Böyle mi olmalıydı?
Bir kuşak seni Sopranos'la tanıdı, biz seni hep bilirdik ama, o yeni yetme kuşaklara "lan dingiller, bende daha neler var" diyecek uzun yıllar vardı önünde. Yedin içtin gönlünce yaşadın, demek ki senin bataryalar buraya kadarmış. Bölüm finali çabuk oldu. Ama uydu senin tarzına, meseleyi fazla uzatmadın.
Ben seni en son Bigelow'un filminde gördüm ama, Killing Them Softly'yle hatırlamak isterim. Filmini karakterler üzerine kuran ve son derece gereksiz hikayeleri kurmacaya monte etmekten çekinmeyen o cesur yönetmenin "gereksiz" ama muhteşem bir karakteriydin. Alkoliktin orada da. Allah'ın işi işte.
Patricia'yı pata küte döverken ben oradaydım. Ne yalan söyleyeyim, çok sevinmiştim Patricia ayağına o şeyi sapladığında. Fena dövmüştün kızcağızı.

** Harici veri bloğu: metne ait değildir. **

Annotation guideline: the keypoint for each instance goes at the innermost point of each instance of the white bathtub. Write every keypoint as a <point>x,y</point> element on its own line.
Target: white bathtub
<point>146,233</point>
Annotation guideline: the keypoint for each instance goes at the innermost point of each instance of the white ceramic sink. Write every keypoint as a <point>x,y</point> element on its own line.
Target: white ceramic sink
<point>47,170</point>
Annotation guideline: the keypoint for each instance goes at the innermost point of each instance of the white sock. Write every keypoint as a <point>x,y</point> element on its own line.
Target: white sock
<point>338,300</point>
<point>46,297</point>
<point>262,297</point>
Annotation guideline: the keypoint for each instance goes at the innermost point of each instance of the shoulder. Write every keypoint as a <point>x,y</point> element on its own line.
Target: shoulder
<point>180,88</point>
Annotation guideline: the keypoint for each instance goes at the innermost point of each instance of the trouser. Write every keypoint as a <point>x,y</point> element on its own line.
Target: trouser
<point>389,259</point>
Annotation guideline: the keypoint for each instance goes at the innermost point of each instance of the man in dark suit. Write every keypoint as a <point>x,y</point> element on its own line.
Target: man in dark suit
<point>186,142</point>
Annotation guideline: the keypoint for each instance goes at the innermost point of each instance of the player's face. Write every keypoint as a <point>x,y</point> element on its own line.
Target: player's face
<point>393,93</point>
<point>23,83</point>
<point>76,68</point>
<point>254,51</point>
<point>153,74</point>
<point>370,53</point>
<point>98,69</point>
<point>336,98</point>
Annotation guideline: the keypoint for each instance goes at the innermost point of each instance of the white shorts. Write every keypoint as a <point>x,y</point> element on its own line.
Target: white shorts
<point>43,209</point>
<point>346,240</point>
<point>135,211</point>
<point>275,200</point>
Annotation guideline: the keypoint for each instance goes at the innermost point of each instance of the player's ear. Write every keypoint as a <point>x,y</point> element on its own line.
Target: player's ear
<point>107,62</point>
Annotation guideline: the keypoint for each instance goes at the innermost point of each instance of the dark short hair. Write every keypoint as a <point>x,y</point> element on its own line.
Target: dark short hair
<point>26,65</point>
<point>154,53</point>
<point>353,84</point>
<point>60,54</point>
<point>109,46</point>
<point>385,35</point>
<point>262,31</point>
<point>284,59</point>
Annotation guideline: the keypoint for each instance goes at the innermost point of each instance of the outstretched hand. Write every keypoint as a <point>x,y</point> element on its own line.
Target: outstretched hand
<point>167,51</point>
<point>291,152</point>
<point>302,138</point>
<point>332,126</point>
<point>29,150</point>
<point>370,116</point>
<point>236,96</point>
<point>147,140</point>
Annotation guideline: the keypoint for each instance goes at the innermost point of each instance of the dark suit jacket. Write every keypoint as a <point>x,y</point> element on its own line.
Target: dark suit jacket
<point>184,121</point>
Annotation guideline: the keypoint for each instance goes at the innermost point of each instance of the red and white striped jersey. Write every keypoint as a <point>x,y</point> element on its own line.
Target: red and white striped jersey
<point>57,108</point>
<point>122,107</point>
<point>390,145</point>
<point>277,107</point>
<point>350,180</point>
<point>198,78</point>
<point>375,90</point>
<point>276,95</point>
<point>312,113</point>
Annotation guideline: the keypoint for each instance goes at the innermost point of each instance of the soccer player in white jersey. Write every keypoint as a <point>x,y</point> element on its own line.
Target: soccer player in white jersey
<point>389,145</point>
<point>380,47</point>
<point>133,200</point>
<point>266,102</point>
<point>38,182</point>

Robert Redford'a artistlik yaparken de ben oradaydım. Robert yıldız olmanın ekmeğini yerken, sen kötü adam olarak "Gando ve oyunculuk dersleri" adlı kitabını yazıyordun.
Sinemada babamın anlatıldığı ilk film olan "The Man Who Wasn't There" de, "lan İsmail, sen nasıl bir insansın, nasıl bir insan senin bu yaptığını yapar" derken de ben oradaydım.
Scarlett'in çocukluğunu gördün. Tarantino daha Tarantino olmamışken namının alıp yürümesinde ona yardımcı oluyordun. Hey gidi hey. Kaderin cilvesine bak. O filmde Brad'in çok ufak bir rolü vardı, yıllar sonra yine iki kaybeden olarak buldunuz birbirinizi.
Erken gittin baba. Ne şanslıyım ki, bütün kariyerine şahitlik ettim, True Romance'den beri bildik ki Gandolfini diye bir adam var. Deliksiz uykunda sen daha ne filmler çekersin. Toprağın bol olsun.